Palleschi, whose Cleveland Clinic physician is Dr. Feza Remzi, Department of Colorectal Surgery chair, and whose January surgery was performed by Dr. Jean Ashburn, responded so well to her treatment that she was discharged that Thursday instead of that Sunday.

However, the return flight she’d booked for Sunday through Angel Flight Northeast, which covers New Hampshire, couldn’t be rescheduled because no pilots were available.

On top of that, the 5-foot-6-inch Palleschi – who weighs only 87 pounds due to her condition – had collected 16 pounds of fluid in her ankles and feet, making it difficult to walk and leaving her fearful of flying commercially.

“Finding myself in that situation that far away was really scary,” she said.

Palleschi spent that Thursday night in the Cleveland Clinic Guesthouse anxious and alone, but later learned that Angel Flight Northeast had contacted Angel Flight Mid-Atlantic in hopes of accommodating her situation.

“Dr. Epstein called me Friday to tell me he’d come get me,” Palleschi said. “He came to the guesthouse to pick me up; he didn’t even make me go to the airport. It was pretty amazing to me.”

They departed from Cuyahoga County Airport on that Saturday – before a heavy snowfall that Palleschi felt would’ve kept her in Cleveland several days longer.

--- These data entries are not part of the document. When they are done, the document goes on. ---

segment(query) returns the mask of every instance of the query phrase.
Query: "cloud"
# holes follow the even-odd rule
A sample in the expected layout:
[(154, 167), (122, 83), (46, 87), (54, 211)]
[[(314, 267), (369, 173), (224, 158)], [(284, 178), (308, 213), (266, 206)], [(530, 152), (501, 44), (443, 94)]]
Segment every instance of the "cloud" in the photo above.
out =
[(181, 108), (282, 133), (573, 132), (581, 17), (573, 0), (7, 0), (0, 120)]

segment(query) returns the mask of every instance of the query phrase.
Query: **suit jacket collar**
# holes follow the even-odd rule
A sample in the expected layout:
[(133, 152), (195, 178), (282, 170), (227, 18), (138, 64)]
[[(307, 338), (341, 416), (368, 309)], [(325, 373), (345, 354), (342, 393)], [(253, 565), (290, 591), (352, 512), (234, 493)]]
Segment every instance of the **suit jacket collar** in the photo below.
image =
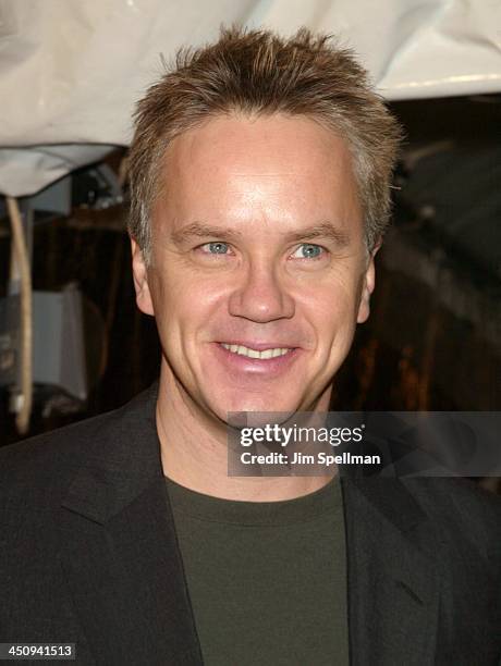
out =
[[(160, 458), (154, 385), (105, 417), (63, 502), (62, 566), (96, 663), (203, 663)], [(399, 480), (342, 479), (351, 664), (432, 662), (433, 534)]]

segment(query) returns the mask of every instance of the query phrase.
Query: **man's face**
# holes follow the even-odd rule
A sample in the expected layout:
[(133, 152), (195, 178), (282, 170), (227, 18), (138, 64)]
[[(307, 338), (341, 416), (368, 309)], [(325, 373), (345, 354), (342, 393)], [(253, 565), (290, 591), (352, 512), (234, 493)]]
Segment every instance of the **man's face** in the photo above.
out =
[(212, 119), (171, 143), (151, 224), (135, 286), (170, 385), (223, 421), (327, 409), (374, 287), (343, 140), (305, 118)]

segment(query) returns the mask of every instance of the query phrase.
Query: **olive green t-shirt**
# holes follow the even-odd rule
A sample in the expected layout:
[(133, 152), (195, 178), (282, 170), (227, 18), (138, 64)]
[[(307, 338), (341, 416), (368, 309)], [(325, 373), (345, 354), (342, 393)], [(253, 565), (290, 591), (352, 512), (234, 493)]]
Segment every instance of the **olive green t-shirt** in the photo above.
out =
[(349, 664), (335, 478), (284, 502), (234, 502), (167, 479), (207, 666)]

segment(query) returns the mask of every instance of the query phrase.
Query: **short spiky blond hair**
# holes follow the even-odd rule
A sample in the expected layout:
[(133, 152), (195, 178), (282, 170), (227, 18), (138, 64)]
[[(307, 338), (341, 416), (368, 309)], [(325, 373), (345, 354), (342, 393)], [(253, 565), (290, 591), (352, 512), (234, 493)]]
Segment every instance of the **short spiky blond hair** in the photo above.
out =
[(352, 51), (301, 28), (221, 28), (217, 42), (181, 49), (173, 67), (138, 102), (130, 151), (129, 230), (148, 259), (150, 211), (162, 159), (179, 134), (211, 116), (283, 113), (309, 116), (350, 147), (369, 251), (389, 220), (390, 182), (401, 131)]

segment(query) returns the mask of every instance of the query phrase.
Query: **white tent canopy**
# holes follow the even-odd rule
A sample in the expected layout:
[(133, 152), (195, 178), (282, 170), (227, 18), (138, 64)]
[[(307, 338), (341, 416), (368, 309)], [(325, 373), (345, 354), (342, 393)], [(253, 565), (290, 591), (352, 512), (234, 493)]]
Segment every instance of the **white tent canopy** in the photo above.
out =
[(490, 0), (4, 0), (0, 192), (30, 195), (131, 140), (135, 101), (221, 23), (337, 34), (390, 100), (501, 90)]

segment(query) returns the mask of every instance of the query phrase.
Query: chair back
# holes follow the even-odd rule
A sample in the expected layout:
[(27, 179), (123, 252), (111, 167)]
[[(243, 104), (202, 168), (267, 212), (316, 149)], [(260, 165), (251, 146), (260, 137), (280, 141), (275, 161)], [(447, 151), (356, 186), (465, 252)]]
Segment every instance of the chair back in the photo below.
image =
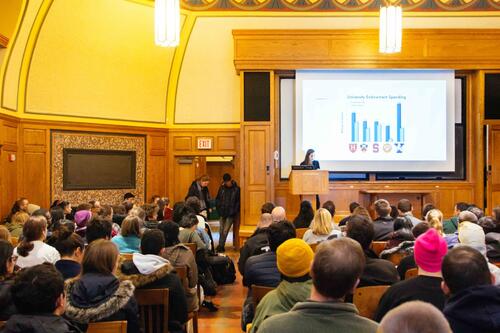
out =
[(255, 284), (252, 284), (252, 298), (254, 309), (257, 309), (257, 305), (259, 305), (261, 299), (263, 299), (268, 292), (274, 289), (275, 288), (273, 287), (256, 286)]
[(359, 315), (373, 319), (377, 311), (380, 298), (390, 286), (373, 286), (356, 288), (353, 303), (359, 311)]
[(377, 256), (380, 256), (380, 253), (385, 250), (386, 245), (387, 242), (372, 242), (372, 250)]
[(13, 247), (16, 247), (19, 244), (19, 238), (11, 236), (10, 243), (12, 244)]
[(168, 288), (135, 290), (144, 333), (168, 333), (168, 292)]
[(196, 258), (196, 250), (197, 250), (197, 246), (196, 246), (196, 243), (182, 243), (182, 245), (186, 245), (187, 247), (189, 247), (189, 249), (191, 250), (191, 252), (193, 252), (193, 256)]
[(90, 323), (87, 333), (127, 333), (127, 321), (103, 321)]
[(417, 275), (418, 275), (418, 268), (411, 268), (406, 271), (405, 280), (411, 279), (412, 277), (415, 277)]
[(133, 253), (120, 253), (120, 256), (125, 260), (132, 260), (134, 254)]
[(309, 230), (309, 228), (297, 228), (297, 229), (295, 229), (295, 234), (297, 235), (297, 238), (302, 239), (307, 230)]

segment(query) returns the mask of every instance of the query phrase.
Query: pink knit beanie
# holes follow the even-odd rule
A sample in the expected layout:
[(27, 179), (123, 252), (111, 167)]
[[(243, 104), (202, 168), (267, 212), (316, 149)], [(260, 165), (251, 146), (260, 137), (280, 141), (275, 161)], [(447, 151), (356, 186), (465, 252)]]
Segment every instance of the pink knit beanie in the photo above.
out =
[(415, 241), (415, 263), (426, 272), (439, 272), (447, 251), (448, 245), (444, 238), (436, 229), (430, 228)]

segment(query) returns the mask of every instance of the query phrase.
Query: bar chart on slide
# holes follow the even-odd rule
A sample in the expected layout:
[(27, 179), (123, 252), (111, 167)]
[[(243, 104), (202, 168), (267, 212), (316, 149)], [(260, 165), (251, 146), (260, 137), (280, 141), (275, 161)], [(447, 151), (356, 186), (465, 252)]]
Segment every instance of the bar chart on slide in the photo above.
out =
[[(356, 111), (350, 114), (350, 142), (351, 143), (389, 143), (405, 142), (405, 129), (402, 126), (401, 103), (395, 103), (395, 117), (388, 121), (385, 117), (368, 120), (364, 115)], [(341, 115), (343, 118), (344, 116)]]

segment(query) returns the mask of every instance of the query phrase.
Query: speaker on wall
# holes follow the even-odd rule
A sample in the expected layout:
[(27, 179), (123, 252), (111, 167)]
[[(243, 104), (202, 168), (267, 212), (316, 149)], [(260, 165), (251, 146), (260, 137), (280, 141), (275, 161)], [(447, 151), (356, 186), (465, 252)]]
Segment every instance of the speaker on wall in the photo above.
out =
[(245, 72), (243, 82), (244, 121), (271, 120), (271, 83), (269, 72)]
[(484, 119), (500, 119), (500, 73), (484, 76)]

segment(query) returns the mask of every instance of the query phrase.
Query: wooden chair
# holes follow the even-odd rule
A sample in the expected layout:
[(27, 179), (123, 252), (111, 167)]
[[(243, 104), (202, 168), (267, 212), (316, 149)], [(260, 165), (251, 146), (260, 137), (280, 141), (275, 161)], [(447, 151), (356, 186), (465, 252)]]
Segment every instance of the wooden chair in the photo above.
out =
[(136, 289), (144, 333), (168, 333), (168, 289)]
[(259, 302), (264, 298), (264, 296), (266, 296), (268, 292), (274, 289), (275, 288), (273, 287), (256, 286), (255, 284), (252, 284), (252, 297), (253, 297), (254, 309), (257, 309), (257, 305), (259, 305)]
[(387, 242), (372, 242), (372, 250), (377, 256), (380, 256), (380, 253), (385, 250), (386, 245)]
[(127, 321), (90, 323), (87, 333), (127, 333)]
[[(181, 279), (182, 286), (184, 289), (189, 288), (189, 281), (187, 277), (187, 266), (175, 266), (175, 271)], [(198, 311), (192, 311), (188, 313), (188, 321), (193, 320), (193, 332), (198, 333)]]
[(132, 260), (132, 257), (134, 256), (133, 253), (120, 253), (120, 255), (123, 257), (125, 260)]
[(418, 275), (418, 268), (411, 268), (406, 271), (405, 280), (411, 279), (412, 277), (415, 277), (417, 275)]
[(307, 230), (309, 230), (309, 228), (297, 228), (297, 229), (295, 229), (295, 234), (297, 235), (297, 238), (302, 239)]
[(359, 315), (373, 319), (377, 311), (380, 298), (390, 286), (373, 286), (357, 288), (354, 292), (353, 303)]

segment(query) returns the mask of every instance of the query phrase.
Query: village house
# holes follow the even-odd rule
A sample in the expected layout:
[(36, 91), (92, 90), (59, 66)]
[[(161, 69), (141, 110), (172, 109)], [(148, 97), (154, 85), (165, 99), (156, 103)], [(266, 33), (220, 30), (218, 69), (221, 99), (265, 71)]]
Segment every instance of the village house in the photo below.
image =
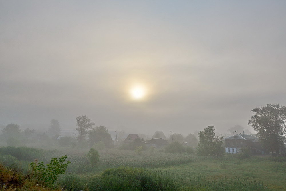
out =
[(129, 134), (123, 141), (123, 142), (124, 143), (130, 144), (134, 141), (137, 138), (140, 138), (140, 137), (137, 134)]
[(149, 143), (151, 146), (158, 148), (164, 147), (169, 144), (168, 141), (162, 138), (153, 138), (150, 140)]
[(152, 137), (152, 139), (160, 139), (162, 138), (166, 140), (166, 136), (162, 131), (156, 131)]
[(257, 137), (247, 134), (235, 135), (225, 138), (225, 152), (230, 153), (240, 152), (242, 148), (249, 147), (252, 153), (264, 154), (266, 150)]

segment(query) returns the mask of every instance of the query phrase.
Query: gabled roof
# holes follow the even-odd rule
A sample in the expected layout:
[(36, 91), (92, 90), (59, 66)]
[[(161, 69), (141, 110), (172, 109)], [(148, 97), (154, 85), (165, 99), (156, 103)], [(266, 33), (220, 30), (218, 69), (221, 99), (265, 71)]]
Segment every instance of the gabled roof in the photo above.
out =
[(127, 136), (127, 137), (126, 138), (125, 140), (124, 140), (124, 141), (125, 142), (126, 141), (130, 142), (130, 141), (128, 141), (127, 139), (127, 138), (129, 137), (131, 138), (131, 139), (132, 141), (134, 141), (136, 138), (140, 138), (140, 137), (137, 134), (129, 134), (128, 135), (128, 136)]
[(258, 139), (258, 138), (255, 136), (251, 135), (248, 135), (247, 134), (244, 134), (243, 135), (235, 135), (230, 137), (229, 137), (226, 138), (225, 139), (241, 139), (241, 140), (255, 140), (255, 139)]
[(168, 142), (164, 139), (157, 139), (153, 138), (150, 140), (150, 143), (152, 144), (167, 145), (169, 144)]
[(166, 136), (162, 131), (156, 131), (154, 134), (154, 135), (152, 137), (152, 138), (160, 138), (166, 139)]

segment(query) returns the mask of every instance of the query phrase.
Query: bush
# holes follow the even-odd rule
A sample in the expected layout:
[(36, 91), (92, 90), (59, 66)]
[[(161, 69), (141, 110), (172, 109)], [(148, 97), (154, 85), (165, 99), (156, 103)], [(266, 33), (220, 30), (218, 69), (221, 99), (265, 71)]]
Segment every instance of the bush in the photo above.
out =
[(172, 143), (165, 147), (165, 151), (169, 153), (184, 152), (185, 148), (178, 141)]
[(70, 164), (69, 161), (65, 162), (67, 158), (65, 155), (59, 160), (56, 158), (52, 158), (51, 162), (47, 165), (46, 168), (42, 161), (37, 165), (36, 160), (30, 165), (32, 170), (29, 176), (31, 179), (36, 180), (41, 185), (52, 187), (59, 175), (65, 174), (67, 167)]
[(86, 156), (90, 159), (90, 164), (93, 166), (94, 166), (99, 160), (99, 154), (97, 151), (93, 148), (91, 148), (90, 151), (88, 153)]
[(175, 190), (178, 186), (170, 179), (142, 168), (121, 167), (108, 169), (92, 178), (92, 190)]
[(25, 147), (0, 147), (0, 153), (3, 155), (11, 155), (20, 160), (35, 160), (42, 156), (44, 152), (43, 149)]
[(20, 161), (16, 157), (10, 155), (0, 155), (0, 162), (5, 166), (9, 166), (12, 165), (18, 166)]

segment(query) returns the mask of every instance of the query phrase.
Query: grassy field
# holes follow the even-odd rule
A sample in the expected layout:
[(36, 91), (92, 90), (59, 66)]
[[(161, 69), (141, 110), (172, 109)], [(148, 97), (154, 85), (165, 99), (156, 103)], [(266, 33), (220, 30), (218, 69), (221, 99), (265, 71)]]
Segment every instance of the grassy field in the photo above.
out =
[(175, 175), (179, 180), (180, 177), (183, 179), (182, 183), (199, 176), (211, 181), (222, 178), (229, 182), (238, 178), (246, 182), (250, 180), (260, 182), (271, 190), (286, 190), (286, 163), (267, 158), (241, 159), (227, 155), (222, 159), (201, 158), (193, 162), (152, 169)]
[(75, 179), (79, 185), (86, 185), (82, 188), (86, 188), (87, 180), (93, 176), (107, 169), (125, 166), (143, 168), (170, 177), (182, 186), (183, 190), (190, 188), (201, 190), (286, 190), (286, 160), (275, 161), (271, 156), (242, 159), (236, 154), (226, 154), (214, 158), (186, 153), (168, 153), (162, 150), (145, 151), (138, 155), (133, 151), (109, 149), (100, 151), (100, 161), (92, 167), (86, 157), (88, 151), (70, 148), (46, 150), (5, 147), (0, 148), (0, 162), (8, 166), (21, 165), (25, 173), (29, 164), (36, 156), (39, 161), (47, 163), (52, 157), (67, 155), (71, 163), (66, 174), (61, 176), (58, 182), (62, 186), (76, 181)]

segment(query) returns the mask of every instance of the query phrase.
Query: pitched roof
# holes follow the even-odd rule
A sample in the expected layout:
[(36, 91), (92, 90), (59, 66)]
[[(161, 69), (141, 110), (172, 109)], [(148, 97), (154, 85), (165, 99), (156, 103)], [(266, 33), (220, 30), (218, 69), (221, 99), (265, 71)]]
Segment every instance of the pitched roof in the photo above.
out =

In the end, Palleschi described Epstein’s help as “something I’ll never forget.”

“People today, they’re very busy, they’re into themselves, they’re on their phones, their iPads, their email and everything. But this man, who I didn’t even know, this man picked me up and took me home when I needed to get home,” Palleschi said, overcome with emotion. “He was a gift from heaven, an angel sent from God. I’ll be eternally grateful.”

Dr. Howard Epstein / Quick look

 
AGE: 59

RESIDENCE: Pepper Pike

SYNAGOGUE: The Temple-Tifereth Israel

INTERESTING NOTE: Involved with The Musical Theater Project, a nonprofit whose mission is to foster a deeper understanding and appreciation of the American musical through programs that educate as well as entertain people of all ages.